Breaking Bad/Nightmare Fuel

Everything About Fiction You Never Wanted to Know.


This is a show where a harmless school teacher takes a deep dive into the ugly, brutal world of drug manufacturing and takes a flying leap over the Moral Event Horizon along the way. Shock and horror absolutely come with the territory.


  • Tuco Salamanca may only be the show's first major threat, but he's easily one of the most terrifying characters that Walt and Jesse cross paths with. He's a hot-headed meth-addicted lunatic who is always a hair's breadth away from flying into a violent rage and brutally murdering anyone who's unlucky enough to be within arm's length of him. Anything can set him off, and once the fuse to this living powder keg is lit, nothing can save you. He even beats one of his henchmen to death for talking out of turn, all because a supportive comment somehow registered as an insult in his psychotic drug-addled mind.
    • When Walt meets Tuco, the man puts out a cigarette with his tongue. His tongue. Easily one of the show's most nauseating moments, and this is after the infamous bathtub scene!
    • The Season 2 premier starts with Nightmare Fuel right out the gate. After seeing Tuco's aforementioned pointless murder of No-Doze, Walt and Jesse are frightened for their lives. Thanks to the raw panic and anxiety in Bryan Cranston and Aaron Paul's performances, it's hard not to feel scared with them as they frantically assess their options going forward. Sadly, they aren't able to put any kind of an exit strategy to use before Tuco kidnaps them and prepares to haul them off to Mexico, with plans to enslave them as meth cooks for the rest of their lives.
    • As satisfying as Tuco's death is, him preparing to murder Jesse while the poor guy's crying and screaming for his life will make your stomach turn.
    • If you think he's scary to watch, try playing the guy. Raymond Cruz was so disturbed by Tuco's sociopathy that he ducked out of the show, forcing all plans for the character to be cut short because he couldn't handle playing someone so horribly sick in the head.
  • The Cartel. A powerful, far-reaching organization that will brutally murder you and your loved ones for slighting them, but not before making a show out of your death. Just ask poor Tortuga. Or Gus's partner, for that matter.
    • Already suffering from anxiety after his shootout with Tuco, Hank is utterly broken by the horror show he bears witness to in El Paso.

"What's the matter Schrader? You act like you never saw a severed human head on a tortoise before!
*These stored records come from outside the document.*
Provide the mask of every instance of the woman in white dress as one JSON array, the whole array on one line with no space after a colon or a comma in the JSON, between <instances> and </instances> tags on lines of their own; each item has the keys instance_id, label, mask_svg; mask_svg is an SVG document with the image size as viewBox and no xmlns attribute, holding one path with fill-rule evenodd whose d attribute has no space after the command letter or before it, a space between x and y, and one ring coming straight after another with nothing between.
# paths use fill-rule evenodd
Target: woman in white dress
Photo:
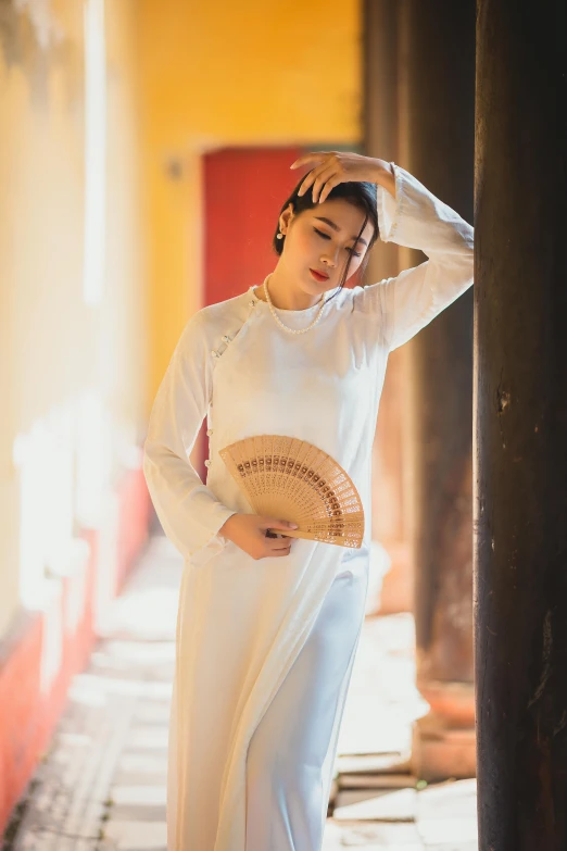
<instances>
[{"instance_id":1,"label":"woman in white dress","mask_svg":"<svg viewBox=\"0 0 567 851\"><path fill-rule=\"evenodd\" d=\"M187 323L152 409L144 473L185 558L169 725L168 851L318 851L364 617L370 456L388 354L472 284L472 227L395 163L319 152L284 204L263 286ZM428 260L343 284L380 238ZM206 416L203 484L189 454ZM360 549L253 513L218 451L314 443L363 502Z\"/></svg>"}]
</instances>

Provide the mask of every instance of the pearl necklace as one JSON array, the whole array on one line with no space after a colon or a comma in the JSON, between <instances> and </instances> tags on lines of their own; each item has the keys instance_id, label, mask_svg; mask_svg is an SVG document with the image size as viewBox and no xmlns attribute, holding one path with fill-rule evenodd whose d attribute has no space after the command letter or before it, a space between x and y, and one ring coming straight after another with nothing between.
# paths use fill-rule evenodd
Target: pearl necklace
<instances>
[{"instance_id":1,"label":"pearl necklace","mask_svg":"<svg viewBox=\"0 0 567 851\"><path fill-rule=\"evenodd\" d=\"M323 293L323 296L319 299L320 308L318 310L317 315L315 316L315 318L311 323L311 325L307 325L306 328L289 328L287 325L284 325L284 323L281 322L281 320L277 315L277 313L276 313L276 311L274 309L274 304L272 303L272 299L269 298L269 292L267 291L267 281L268 281L268 278L270 278L270 277L272 277L272 273L269 275L266 275L266 277L264 279L264 292L266 293L266 301L268 303L268 306L269 306L269 310L272 312L272 315L276 320L276 322L279 325L279 327L282 328L284 330L288 331L288 334L305 334L305 331L311 330L311 328L315 327L315 325L318 323L318 321L323 316L323 308L325 306L325 302L326 302L325 292Z\"/></svg>"}]
</instances>

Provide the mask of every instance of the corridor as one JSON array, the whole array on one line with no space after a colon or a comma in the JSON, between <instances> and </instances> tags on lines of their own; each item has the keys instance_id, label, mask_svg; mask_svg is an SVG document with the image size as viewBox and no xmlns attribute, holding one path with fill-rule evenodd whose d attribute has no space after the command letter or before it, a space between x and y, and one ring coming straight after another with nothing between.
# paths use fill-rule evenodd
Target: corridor
<instances>
[{"instance_id":1,"label":"corridor","mask_svg":"<svg viewBox=\"0 0 567 851\"><path fill-rule=\"evenodd\" d=\"M154 537L73 680L4 851L165 851L167 722L181 561ZM367 616L339 742L324 851L476 851L475 781L410 774L413 618Z\"/></svg>"}]
</instances>

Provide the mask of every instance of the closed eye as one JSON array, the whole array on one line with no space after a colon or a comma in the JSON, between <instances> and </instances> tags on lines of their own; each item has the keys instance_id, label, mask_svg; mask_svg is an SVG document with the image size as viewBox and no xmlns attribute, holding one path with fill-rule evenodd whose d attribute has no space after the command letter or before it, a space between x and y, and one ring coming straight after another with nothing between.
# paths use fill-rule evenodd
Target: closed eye
<instances>
[{"instance_id":1,"label":"closed eye","mask_svg":"<svg viewBox=\"0 0 567 851\"><path fill-rule=\"evenodd\" d=\"M318 234L324 239L330 239L330 236L328 234L324 234L323 230L319 230L316 227L314 227L313 229L315 230L316 234ZM360 258L362 253L361 251L355 251L353 248L348 248L346 251L350 251L350 253L354 254L355 258Z\"/></svg>"}]
</instances>

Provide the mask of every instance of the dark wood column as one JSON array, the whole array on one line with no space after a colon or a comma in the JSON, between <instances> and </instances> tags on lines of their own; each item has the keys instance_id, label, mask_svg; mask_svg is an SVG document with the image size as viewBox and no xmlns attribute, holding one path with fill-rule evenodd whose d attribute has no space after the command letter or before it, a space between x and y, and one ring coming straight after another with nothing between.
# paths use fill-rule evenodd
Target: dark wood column
<instances>
[{"instance_id":1,"label":"dark wood column","mask_svg":"<svg viewBox=\"0 0 567 851\"><path fill-rule=\"evenodd\" d=\"M404 0L401 111L407 167L472 223L474 0ZM410 265L425 256L411 252ZM413 763L428 780L475 774L472 293L408 345L415 464L417 686L430 703Z\"/></svg>"},{"instance_id":2,"label":"dark wood column","mask_svg":"<svg viewBox=\"0 0 567 851\"><path fill-rule=\"evenodd\" d=\"M479 848L567 848L567 14L478 3Z\"/></svg>"}]
</instances>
Cue the ear-splitting explosion of a bomb that kills several DEA agents, and tears the leg off another.

  • Walt strangling Krazy-8 with a bike lock. Did Krazy-8 have it coming? Oh yeah. Is it still uncomfortable to watch? Absolutely. Even worse is that it isn't a clean kill on Walt's end, since Krazy-8 manages to stab him in the leg with a shard from a broken plate.
  • The bathtub incident. After killing Emilio, Walt and Jesse need to dispose of his body and agree on dissolving it in hydrofluoric acid. Wince-worthy, but not scary. The scary part is when Jesse fills his bathtub with the acid and stuffs the body in it. Hydrofluoric acid is incredibly caustic and can eat through just about anything, save for things made of specific materials that can withstand it. Jesse's bathtub is very much not one of those things. Walt realizes how badly Jesse fucked up just in time for the acid to melt a hole through the ceiling and send the bathtub crashing down into the first story of Jesse's house, leaving a mess of wood, plaster, ceramic, acid, and Emilio's bloody, half dissolved corpse splattered all over the place.
    • Thankfully, the presentation edges into Fargo-style black comedy, so you're just as likely to laugh your ass off at it as you are to puke.
  • Gus Fring presents himself as the friendly, unassuming man in charge of a fried chicken joint, and even when Walt learns that he's secretly a powerful drug lord, he still presents himself as Affably Evil and reasonable. But make no mistake about it: the man is Nightmare Fuel personified. You must assume he knows everything about you because he probably does, and he's very good at keeping tabs on anyone who catches his interest. If you displease him or test his patience, he will threaten to kill anyone you care about in order to keep you in line. That is, if he doesn't simply murder you while never showing any emotions stronger than cold disinterest. Test this man's patience at your peril.
    • Already a tense episode from the start, "Box Cutter" climaxes with Gus Slitting Victor's throat with the titular instrument and showering Walt and Jesse in his blood by squeezing the wound, not saying a word beyond a cold "Get back to work." at the end. Even the similarly cold, unflappable Mike is horrified, and pulls his gun on his own boss purely on reflex.
    • Gus' death. He walks out from Hector's room after he detonates a suicide bomb seemingly no worse for wear. That is, until the camera pans around and reveals that half his fucking face got blown off. His reaction is even worse: he isn't scared, sad, or angry. He calmly adjusts his tie without a word and drops dead shortly afterward.
    • Not as graphic as the rest of these, but when Gus says "I will kill your infant daughter" to Walt, a shiver will run down your spine.
  • The last five minutes of Crawl Space, where a panicking Walt is desperately trying to find the money needed to save him and his family from Gus, only for Skyler to reveal that she gave it all to Ted Beneke. Oh, God, that laughter...
  • The couple who rob Skinny Pete in "Breakage" and own the creepy, disgusting house in "Peekaboo". They murder a store clerk for the hell of it, nearly stab Skinny Pete to death in order to get their hands on the meth he's selling... and their kid. That poor goddamned kid. He has to live with these psychos, and the effects of their neglect are immediately apparent.